BRODER POUR RÉSISTER

La Mue/tte
Marionnettes, Musique
En résidence au Lycée Lapie

Recherche et ateliers autour de la création Les Folles

Depuis de nombreuses années, La Méridienne – Théâtre de Lunéville et le Lycée Paul Lapie travaillent en étroite collaboration pour l’ouverture culturelle des jeunes. Forts des différentes expériences significatives telles que le Carré de Culture avec la compagnie Ormone en 2013, ou l’organisation du Love Bal avec la compagnie L’Aéronef en 2016, c’est tout naturellement que nous avons imaginé un nouveau partenariat pour l’année 2016 – 2017.

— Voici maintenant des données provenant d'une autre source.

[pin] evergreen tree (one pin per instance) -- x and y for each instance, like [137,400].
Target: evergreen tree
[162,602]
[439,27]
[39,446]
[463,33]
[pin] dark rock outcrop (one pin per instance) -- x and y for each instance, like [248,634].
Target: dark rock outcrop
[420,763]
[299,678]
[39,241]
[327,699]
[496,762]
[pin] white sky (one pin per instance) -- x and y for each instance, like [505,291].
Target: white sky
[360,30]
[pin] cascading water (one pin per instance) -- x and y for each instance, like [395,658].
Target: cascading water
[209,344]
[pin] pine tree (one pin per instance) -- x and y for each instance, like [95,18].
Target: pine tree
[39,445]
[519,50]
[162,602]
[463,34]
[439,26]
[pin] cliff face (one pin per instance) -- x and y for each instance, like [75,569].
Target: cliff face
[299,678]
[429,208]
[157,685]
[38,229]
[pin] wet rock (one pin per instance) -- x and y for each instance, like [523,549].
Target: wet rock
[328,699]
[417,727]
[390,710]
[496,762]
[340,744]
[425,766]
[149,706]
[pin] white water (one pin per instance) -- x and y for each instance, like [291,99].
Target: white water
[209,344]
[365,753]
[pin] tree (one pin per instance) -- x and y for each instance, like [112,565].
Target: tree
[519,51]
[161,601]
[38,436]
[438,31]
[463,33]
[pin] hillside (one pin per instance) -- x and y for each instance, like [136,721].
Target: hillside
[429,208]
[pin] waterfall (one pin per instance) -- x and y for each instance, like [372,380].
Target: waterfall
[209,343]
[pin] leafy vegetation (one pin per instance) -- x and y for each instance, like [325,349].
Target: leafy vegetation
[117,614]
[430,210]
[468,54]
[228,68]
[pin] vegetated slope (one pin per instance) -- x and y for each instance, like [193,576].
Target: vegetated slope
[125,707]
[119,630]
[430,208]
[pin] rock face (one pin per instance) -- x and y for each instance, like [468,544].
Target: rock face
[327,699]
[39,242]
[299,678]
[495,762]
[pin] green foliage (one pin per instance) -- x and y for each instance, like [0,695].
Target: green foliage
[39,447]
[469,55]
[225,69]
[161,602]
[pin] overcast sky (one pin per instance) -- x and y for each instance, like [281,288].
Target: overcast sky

Cette nouvelle saison scolaire coïncide avec les premières étapes de recherche de la compagnie nancéienne La Mue/tte, autour de son futur projet de création Les Folles. Cette compagnie, qui développe un langage très personnel à partir de la notion de corps marionnettique et musical est bien connue des personnels et élèves du lycée. En 2014-2015, il y ont travaillé et joué leur précédant spectacle, et dirigé des ateliers de pratique artistique. L’opportunité pour les artistes de s’installer à nouveau au lycée pour une résidence de création, nous a semblé pertinente, pour tous les acteurs du projet. Un projet qui permettrait aux élèves de se confronter réellement au monde des arts du spectacle, avec des partenaires dont c’est le métier, de s’ouvrir et de se cultiver, ainsi qu’un rayonnement auprès de l’ensemble de l’établissement (élèves des autres sections, personnel et parents d’élèves).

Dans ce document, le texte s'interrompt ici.